When I see the indolent classes
Sitting on their indolent asses
Gulping ale from indolent glasses
I hate people! I detest them! I deplore them! ..."
no subject
Date: 2004-12-09 10:31 pm (UTC)no subject
Date: 2004-12-11 04:15 am (UTC)Complicated situation all around, I say.
no subject
Date: 2004-12-11 04:26 am (UTC)Complicated situation all around, I say.
Agreed.
no subject
Date: 2004-12-11 04:32 am (UTC)Same deal in 1967, and 1973. Attacks from outside with a surprise win for Israel. Surprise, remember! They weren't favored numerically, or in terms of materiel.
no subject
Date: 2004-12-11 04:40 am (UTC)The Arabs did not drive the Palsetinians out of their homes. Some fled because they didn't want to be in the middle of a war zone; others were driven out by the ISRAELIS. Others were, sadly, massacred, also by the Israelis.
no subject
Date: 2004-12-11 04:43 am (UTC)no subject
Date: 2004-12-11 05:00 am (UTC)And I think one is likely to find a little more reliable information in books than on websites. The latter are generally just propaganda factories (on both sides).
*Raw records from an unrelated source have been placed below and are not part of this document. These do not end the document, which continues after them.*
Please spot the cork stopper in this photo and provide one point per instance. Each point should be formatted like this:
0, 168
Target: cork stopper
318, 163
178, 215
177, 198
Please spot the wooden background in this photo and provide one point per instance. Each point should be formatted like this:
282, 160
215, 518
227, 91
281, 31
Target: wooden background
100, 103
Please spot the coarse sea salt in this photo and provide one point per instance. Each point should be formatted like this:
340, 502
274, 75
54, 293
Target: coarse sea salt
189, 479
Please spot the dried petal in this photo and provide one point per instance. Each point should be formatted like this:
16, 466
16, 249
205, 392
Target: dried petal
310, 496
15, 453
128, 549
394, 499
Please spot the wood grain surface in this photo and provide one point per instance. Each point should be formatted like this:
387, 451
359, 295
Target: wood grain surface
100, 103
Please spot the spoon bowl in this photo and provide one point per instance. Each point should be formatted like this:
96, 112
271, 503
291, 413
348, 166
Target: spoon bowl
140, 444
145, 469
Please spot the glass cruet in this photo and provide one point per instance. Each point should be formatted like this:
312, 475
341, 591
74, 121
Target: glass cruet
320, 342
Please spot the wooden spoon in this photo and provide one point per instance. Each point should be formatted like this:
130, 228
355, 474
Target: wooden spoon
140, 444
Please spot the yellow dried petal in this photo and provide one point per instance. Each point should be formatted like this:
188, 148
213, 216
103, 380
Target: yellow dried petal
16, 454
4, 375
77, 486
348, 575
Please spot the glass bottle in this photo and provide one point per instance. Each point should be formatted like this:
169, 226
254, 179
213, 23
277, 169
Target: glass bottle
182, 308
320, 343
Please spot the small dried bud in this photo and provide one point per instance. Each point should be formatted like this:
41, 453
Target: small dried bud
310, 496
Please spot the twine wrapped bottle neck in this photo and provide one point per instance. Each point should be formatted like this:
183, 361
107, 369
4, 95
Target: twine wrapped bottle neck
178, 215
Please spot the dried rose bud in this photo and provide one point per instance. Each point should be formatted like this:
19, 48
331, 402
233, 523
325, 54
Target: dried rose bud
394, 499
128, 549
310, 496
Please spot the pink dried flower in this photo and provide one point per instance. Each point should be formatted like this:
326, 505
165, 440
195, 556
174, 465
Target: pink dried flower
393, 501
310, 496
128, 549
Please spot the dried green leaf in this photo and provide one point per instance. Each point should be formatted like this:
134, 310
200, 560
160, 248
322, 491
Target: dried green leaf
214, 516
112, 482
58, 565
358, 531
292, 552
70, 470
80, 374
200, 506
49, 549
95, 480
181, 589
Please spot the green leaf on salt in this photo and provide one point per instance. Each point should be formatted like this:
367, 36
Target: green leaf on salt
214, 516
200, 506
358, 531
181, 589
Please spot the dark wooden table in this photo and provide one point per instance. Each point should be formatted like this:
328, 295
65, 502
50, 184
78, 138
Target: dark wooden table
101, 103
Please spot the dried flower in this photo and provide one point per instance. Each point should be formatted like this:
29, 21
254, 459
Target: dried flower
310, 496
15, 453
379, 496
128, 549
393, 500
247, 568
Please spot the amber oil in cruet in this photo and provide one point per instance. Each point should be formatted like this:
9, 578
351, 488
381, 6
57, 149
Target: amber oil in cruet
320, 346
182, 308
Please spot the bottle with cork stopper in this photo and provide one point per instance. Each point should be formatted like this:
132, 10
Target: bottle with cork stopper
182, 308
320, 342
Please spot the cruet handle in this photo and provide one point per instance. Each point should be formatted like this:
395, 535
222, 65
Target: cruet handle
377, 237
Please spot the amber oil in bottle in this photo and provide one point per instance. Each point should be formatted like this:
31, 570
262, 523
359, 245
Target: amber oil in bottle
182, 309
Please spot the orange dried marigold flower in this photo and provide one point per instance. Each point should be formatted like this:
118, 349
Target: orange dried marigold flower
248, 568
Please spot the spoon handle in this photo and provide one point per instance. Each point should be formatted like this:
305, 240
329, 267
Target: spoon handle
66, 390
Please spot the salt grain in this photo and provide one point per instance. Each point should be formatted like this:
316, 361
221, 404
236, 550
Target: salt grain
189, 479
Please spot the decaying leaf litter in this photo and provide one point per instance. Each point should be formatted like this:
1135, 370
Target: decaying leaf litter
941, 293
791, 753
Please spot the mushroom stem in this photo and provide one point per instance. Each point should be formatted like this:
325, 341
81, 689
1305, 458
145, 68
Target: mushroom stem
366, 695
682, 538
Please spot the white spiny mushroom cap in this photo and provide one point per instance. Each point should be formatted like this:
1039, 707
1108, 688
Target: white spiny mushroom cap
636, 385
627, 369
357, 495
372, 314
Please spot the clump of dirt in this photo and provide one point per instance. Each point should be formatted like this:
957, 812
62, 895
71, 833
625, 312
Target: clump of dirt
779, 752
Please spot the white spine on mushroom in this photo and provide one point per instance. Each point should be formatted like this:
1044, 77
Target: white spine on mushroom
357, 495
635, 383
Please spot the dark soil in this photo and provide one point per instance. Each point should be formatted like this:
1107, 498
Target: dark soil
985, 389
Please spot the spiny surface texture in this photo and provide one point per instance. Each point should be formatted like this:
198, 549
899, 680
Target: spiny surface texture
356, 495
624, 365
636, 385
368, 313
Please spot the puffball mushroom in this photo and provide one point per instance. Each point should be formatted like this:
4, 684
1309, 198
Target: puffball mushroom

I'd suggest reading Avi Shlaim's The Iron Wall (in which, IIRC, he quotes no less than Theodore Herzl saying that, basically, the Arabs have to be removed from Palestine, either by driving them out or by, well, making them disappear). The volume of the Cambridge Middle East Studies series that Shlaim and Eugene Rogan edited is also a good source. Benny Morris's Righteous Victims is also worth a read, as are Sachar's A History of Israel, and The Palestinian People by Baruch Kimmerling and Joel Migdal. David Shipler's Arab and Jew is an excellent book (no surprise it won a Pulitzer), and the quite recent How Israel Lost: The Four Questions by Richard Ben Cramer is more informal, but also more chilling and depressing, a view of Israel by another Pulitzer Prize winner (Cramer, an American Jew, won his for his reporting on Israel, a country he loves deeply).